Construction spending, which feeds into the investment portion of GDP, was down a revised 0.2% in May, originally reported as a 0.3% increase, the Commerce Department said.
The sizable revision to May construction spending is in part due to annual benchmark revisions to the data. The revisions affect data "back to January 2001 to reflect corrections to previously published state and local government benchmark estimates," Commerce said.
June private construction was down 0.7%, compared with the 1.7% decrease of the previous month.
Private residential construction spending was also down 0.7% in June, after gaining 0.2% in May.

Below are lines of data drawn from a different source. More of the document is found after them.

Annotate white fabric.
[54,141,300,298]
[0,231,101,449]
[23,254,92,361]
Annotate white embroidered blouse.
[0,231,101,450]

Spending on commercial construction and other private non-residential construction was flat in June, after dropping 6.5% in May. New building in the public sector was weak in June, with public construction moving down 0.6%, after a 5.4% gain the prior month.

WHAT WAS EXPECTED
Estimates for June construction outlays in the BridgeNews survey ranged from a 0.3% decrease to a 0.5% increase.

OTHER DETAILS
Construction spending totaled $861.6 billion in June at a seasonally adjusted annual rate. In inflation-adjusted 1996 dollars, which go into the GDP report, spending was down 1.0% versus May, at a seasonally adjusted $721.9 billion.